A Summit County judge issued a written decision Thursday that denies a motion to grant driving privileges to an Akron woman who pleaded guilty to aggravated vehicular homicide and DUI in a 2005 fatal crash in the Merriman Valley.
The crash claimed the life of Jacqueline “Jackie” Bryan, 21, of Akron.
Molly Wagner, who was 22 at the time, was the driver. She was sentenced to five years of probation and a lifetime suspension of her driver’s license under a plea agreement approved by the court and the victim’s family.
On July 18, Common Pleas Judge Amy Corrigall Jones held a lengthy hearing — at times emotionally charged as the victim’s family members addressed the court in opposition to the motion — to hear from both sides. She then took the matter under advisement and, after reviewing the case record for the past seven weeks, filed a one-page written decision Thursday afternoon in the county clerk’s office.
Jones commented only briefly in her ruling, saying: “This court, having considered all information presented at the hearing, including the statements of counsel and the current totality of the circumstances, finds defendant’s motion for driving privileges not well taken and accordingly ... is hereby denied.”
John Bryan, the father of the victim, said he and his family were relieved when they heard the news of the decision.
“Even though we have to live with this terrible tragedy for the rest of our lives, my family and I are relieved that this part of it is now behind us and, hopefully, we won’t have to face this ever again,” he said.
Wagner, whose married name is Molly Wagner Farmer, is working in downstate Ohio. Her husband, family members and friends drive her to her job, attorney Carmen Roberto said in an interview by telephone after the decision.
Roberto said he intends to file a motion in Jones’ court, possibly as early as next week, for reconsideration of driving privileges.
“To say that I’m disappointed, which lawyers oft times say, would be an understatement. I’m extremely disappointed by the ruling for a number of reasons,” Roberto said.
On May 24, Jones granted a previously filed defense motion for limited driving privileges for Farmer: 6 a.m. to 7 p.m. Monday through Saturday, with an additional order for an ignition-activated Breathalyzer to be installed in her vehicle.
But shortly after that ruling, Roberto said, prosecutors contacted Jones and asked for a hearing in open court on the matter. The judge agreed and heard oral arguments from both sides in July.

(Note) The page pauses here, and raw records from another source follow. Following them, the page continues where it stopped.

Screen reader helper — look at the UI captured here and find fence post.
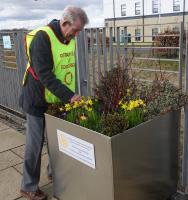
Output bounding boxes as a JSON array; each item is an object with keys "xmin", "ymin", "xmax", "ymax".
[
  {"xmin": 84, "ymin": 29, "xmax": 91, "ymax": 96},
  {"xmin": 14, "ymin": 31, "xmax": 27, "ymax": 85},
  {"xmin": 76, "ymin": 31, "xmax": 88, "ymax": 97},
  {"xmin": 179, "ymin": 22, "xmax": 183, "ymax": 89},
  {"xmin": 117, "ymin": 27, "xmax": 120, "ymax": 64},
  {"xmin": 96, "ymin": 28, "xmax": 101, "ymax": 80},
  {"xmin": 109, "ymin": 27, "xmax": 114, "ymax": 70},
  {"xmin": 102, "ymin": 28, "xmax": 107, "ymax": 75},
  {"xmin": 182, "ymin": 23, "xmax": 188, "ymax": 195},
  {"xmin": 124, "ymin": 26, "xmax": 128, "ymax": 70}
]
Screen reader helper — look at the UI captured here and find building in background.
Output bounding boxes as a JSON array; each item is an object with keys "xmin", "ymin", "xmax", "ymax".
[{"xmin": 103, "ymin": 0, "xmax": 188, "ymax": 42}]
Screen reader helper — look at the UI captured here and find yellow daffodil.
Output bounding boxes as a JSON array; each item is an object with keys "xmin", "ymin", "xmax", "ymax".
[
  {"xmin": 81, "ymin": 96, "xmax": 85, "ymax": 101},
  {"xmin": 86, "ymin": 99, "xmax": 93, "ymax": 106},
  {"xmin": 73, "ymin": 101, "xmax": 79, "ymax": 109},
  {"xmin": 121, "ymin": 103, "xmax": 127, "ymax": 110},
  {"xmin": 85, "ymin": 96, "xmax": 93, "ymax": 105},
  {"xmin": 80, "ymin": 115, "xmax": 87, "ymax": 120},
  {"xmin": 134, "ymin": 100, "xmax": 139, "ymax": 107},
  {"xmin": 65, "ymin": 103, "xmax": 72, "ymax": 111},
  {"xmin": 84, "ymin": 105, "xmax": 93, "ymax": 112},
  {"xmin": 127, "ymin": 101, "xmax": 135, "ymax": 111},
  {"xmin": 123, "ymin": 99, "xmax": 146, "ymax": 111},
  {"xmin": 138, "ymin": 99, "xmax": 146, "ymax": 106},
  {"xmin": 87, "ymin": 107, "xmax": 93, "ymax": 112},
  {"xmin": 79, "ymin": 99, "xmax": 85, "ymax": 105}
]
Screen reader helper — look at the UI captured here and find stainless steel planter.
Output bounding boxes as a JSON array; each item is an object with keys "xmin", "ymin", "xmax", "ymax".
[{"xmin": 45, "ymin": 110, "xmax": 179, "ymax": 200}]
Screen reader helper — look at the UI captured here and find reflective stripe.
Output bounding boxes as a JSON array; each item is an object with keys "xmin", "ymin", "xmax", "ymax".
[{"xmin": 28, "ymin": 67, "xmax": 39, "ymax": 80}]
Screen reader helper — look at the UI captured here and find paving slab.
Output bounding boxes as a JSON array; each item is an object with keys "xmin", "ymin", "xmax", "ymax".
[
  {"xmin": 0, "ymin": 167, "xmax": 22, "ymax": 200},
  {"xmin": 11, "ymin": 145, "xmax": 25, "ymax": 159},
  {"xmin": 0, "ymin": 121, "xmax": 9, "ymax": 131},
  {"xmin": 0, "ymin": 129, "xmax": 25, "ymax": 152},
  {"xmin": 12, "ymin": 144, "xmax": 47, "ymax": 159},
  {"xmin": 14, "ymin": 154, "xmax": 51, "ymax": 187},
  {"xmin": 0, "ymin": 150, "xmax": 23, "ymax": 171}
]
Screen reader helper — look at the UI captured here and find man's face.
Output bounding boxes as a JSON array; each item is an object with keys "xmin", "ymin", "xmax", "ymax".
[{"xmin": 62, "ymin": 19, "xmax": 84, "ymax": 41}]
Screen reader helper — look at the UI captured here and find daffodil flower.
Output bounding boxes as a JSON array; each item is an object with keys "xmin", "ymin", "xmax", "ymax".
[
  {"xmin": 87, "ymin": 107, "xmax": 93, "ymax": 112},
  {"xmin": 121, "ymin": 103, "xmax": 127, "ymax": 110},
  {"xmin": 73, "ymin": 101, "xmax": 79, "ymax": 109},
  {"xmin": 65, "ymin": 103, "xmax": 72, "ymax": 111},
  {"xmin": 80, "ymin": 115, "xmax": 87, "ymax": 120},
  {"xmin": 86, "ymin": 99, "xmax": 93, "ymax": 106}
]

Jones pointed out in the July 18 hearing that she reviewed every facet of the case and found that Farmer had an “ideal” record throughout her probationary period.
Roberto said his position was “not meant to demean the victim in this case.”
“I am the parent of one daughter, whom I’ve raised since age 5, so I understand the feelings that the Bryans have,” Roberto said.
“But I still feel that Molly was entitled to get some driving privileges here,” he said.
There is no option, under terms of the guilty plea eight years ago, to take the matter to an appeals court, Roberto said.
Under Ohio law, even under a lifetime license suspension, a defendant who successfully completes probation and maintains a clean record thereafter has the right to petition the trial court for driving privileges 15 years after imposition of the lifetime ban.
Summit County prosecutors told Jones in July that the defense request for driving privileges was premature because only about seven years had passed since her sentence was imposed.